Noesis helps create the double-doubled logical framework called a Greimasian Square, where no one element dominates but each helps give the others definition. The most famous examples of this thinking include Molière's joking about the definitions of poetry and prose in The Bourgeois Gentleman. There poetry is what it is by also being what prose is not and vice versa. One side of that square shows each of those alliances (+) while each corner is linked in opposition to the the pair on the other side:
poetry<---------------->prose
+ +
+ +
+ +
not-prose<----------->not-poetry
When I use poetry, I am using it as "not-prose" and also in opposition to "prose" and "not-poetry." The Gentleman's understanding brings out the humor in such logical alliances and differences.
With the four "-esises" as elements of art, we have a more complex set; however, it works on the same principles and even has potential for humor in it that can be used as a logical tool.

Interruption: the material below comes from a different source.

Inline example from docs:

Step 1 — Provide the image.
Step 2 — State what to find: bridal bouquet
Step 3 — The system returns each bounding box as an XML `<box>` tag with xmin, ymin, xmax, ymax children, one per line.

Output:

making / poiesis<---------->aesthesis / expressing
+ +
(OBJECT) + + (MIND)
+ +
imitating / mimesis<------>noesis / critiquing
On the one side, we have the old alliance of poiesis and mimesis in what Rancière calls the "representative regime." These are the elements of an objective art that presents a world-view of myths and morés. On the other side are the elements of the subjective: aesthesis as the expression of feeling perception, and noesis as the critical thinking of the subject. On the other two sides, there are also linkages within the oppositions: poiesis and aesthesis are the artist's inner elements, chosen form and chosen expression; mimesis and noesis complementarily refer outwardly to the artist's world, imitating or critiquing its ways. Diagonally, we also have linking oppositions: poiesis and noesis as the bonded pair of making and critiquing, and aestheis and mimesis bonded as the extremes of self-expression and world-imitation where they temper each other.

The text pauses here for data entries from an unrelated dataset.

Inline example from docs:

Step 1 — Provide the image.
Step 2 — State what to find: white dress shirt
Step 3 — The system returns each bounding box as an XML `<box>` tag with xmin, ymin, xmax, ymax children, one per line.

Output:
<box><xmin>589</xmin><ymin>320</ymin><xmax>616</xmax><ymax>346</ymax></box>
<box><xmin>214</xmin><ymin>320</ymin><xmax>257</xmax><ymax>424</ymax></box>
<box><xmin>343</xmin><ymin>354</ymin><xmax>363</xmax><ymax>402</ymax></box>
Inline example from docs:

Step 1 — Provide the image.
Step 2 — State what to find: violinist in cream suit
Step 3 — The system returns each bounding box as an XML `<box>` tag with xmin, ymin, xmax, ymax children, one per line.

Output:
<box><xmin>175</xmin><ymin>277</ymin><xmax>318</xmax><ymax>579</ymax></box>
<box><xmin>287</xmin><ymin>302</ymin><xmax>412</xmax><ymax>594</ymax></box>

We recognize this last bonded opposition as the dialectic that keeps artists in "the aesthetic regime" from merely returning to the representative or merely fully expressing their own feeling perception. We can recognize in the other bond the call to use shaping or form in conjunction with critical thinking (and humor, as in Molière, to keep the art from settling in its shapes and to keep it reaching beyond mere critique that might be closed down into idées reçues only ever temporarily new. It is the introduction of full focus on this interplay between elements in the form and content of an artwork that allows that work to both deliver on its promise of engagement and to keep its autonomously creative distance by using those doubled tensions.

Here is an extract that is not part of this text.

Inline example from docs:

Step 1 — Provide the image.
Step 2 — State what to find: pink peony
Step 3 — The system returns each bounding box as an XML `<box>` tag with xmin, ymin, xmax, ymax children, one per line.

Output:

In Rancière's simple abstract history, we see how societies have created representations of their "known" world by shaping works (poiesis) in conformation to mimesis of one sort or another. The "art" there is in the balance between form and imitation. Aesthetic art arose from that practice through the artist's position in the tension between those two basic elements. It added a third that created a more dynamic interplay between the experience of feeling perception brought to the work by the artist and how the artist used poiesis and mimesis to deliver it. For the audience also, an experience of feeling perception came to be the heart of the work. There would be, in that feeling perception, some critique of the standards of poiesis and mimesis; the field of aesthetics certainly included that kind of education through the work and its reception. However, this element was doomed to be enfolded in feeling-perception and generally identified with an individual or small group. This "matter of taste" then is played right back into the bourgeois world of opinion and other doxa. In that world, heterodoxy only proves orthodoxy's dominance. Aesthetics are anyone's game there, orthodox or not. Everywhere that a seemingly new aesthetics or poetics might arise, it would threaten to change the old and then, at best, the new would shift into being the new old or, as usual, the new would become "alternative" and the old would still sell from another bin in the aesthetical shop. Rancière's claims on behalf of an aesthtics that hovers or oscillates between autonomy and engagement leaves us stuck in this place.